# True HP of a 291cc Ariens motor?



## MinnTim (Jan 20, 2014)

I've g**gled it a few times and it comes in around 9HP. But I would like to think for $400 more than a 28" the 30" has at least a full HP more in the motor.

Does anyone know exactly what the 291cc engine on a 2014 Deluxe 30" is rated at for HP?

Thanks.


----------



## Colored Eggs (Dec 7, 2012)

Engine cc can not accurately say how much hp the engine creates. I would see if it has the torque specs for the engine. Example I have a 400 cc engine in my lawnmower (flat head) However.. Its rated only at 11 hp. Its all about the torque and not just about the cc's


----------



## MinnTim (Jan 20, 2014)

Thanks and yes, that makes more sense.
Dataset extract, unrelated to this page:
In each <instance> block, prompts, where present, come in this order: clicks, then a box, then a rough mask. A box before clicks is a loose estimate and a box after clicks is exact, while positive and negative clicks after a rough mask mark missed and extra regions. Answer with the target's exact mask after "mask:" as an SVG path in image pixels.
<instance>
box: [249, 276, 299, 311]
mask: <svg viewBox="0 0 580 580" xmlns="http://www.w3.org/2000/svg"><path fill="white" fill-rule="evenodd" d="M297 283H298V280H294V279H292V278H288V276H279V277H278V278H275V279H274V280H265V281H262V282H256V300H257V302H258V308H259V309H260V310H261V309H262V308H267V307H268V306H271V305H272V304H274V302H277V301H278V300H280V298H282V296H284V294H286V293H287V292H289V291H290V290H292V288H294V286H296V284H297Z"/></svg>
God knows this thing has a ton of torque at the wheels right now.


----------



## mkd (Dec 31, 2013)

minn tim! if it's an ariens ax engine it is made by lct and they have the decipher codes for your serial number. on my serial number it starts out 1375. the 13 is the year built and the 75 is the rated horsepower of 7.5 hp. the other formula i've seen for hp is the rated torque which in my case is 12.5 times the governed rpm which is 3600 divided by 5252 and it gives the answer of 8.568 hp. here is the page from lct. http://lctusa.com/resources/SERIAL_NUMBER_DEFINITION.pdf if you look deep enough it will tell you what number or letter in your entire serial number means. i copied it for my reference for my ariens i just bought. i've been wondering what the h.p. was for the 254 cc engine i have in my 921.


----------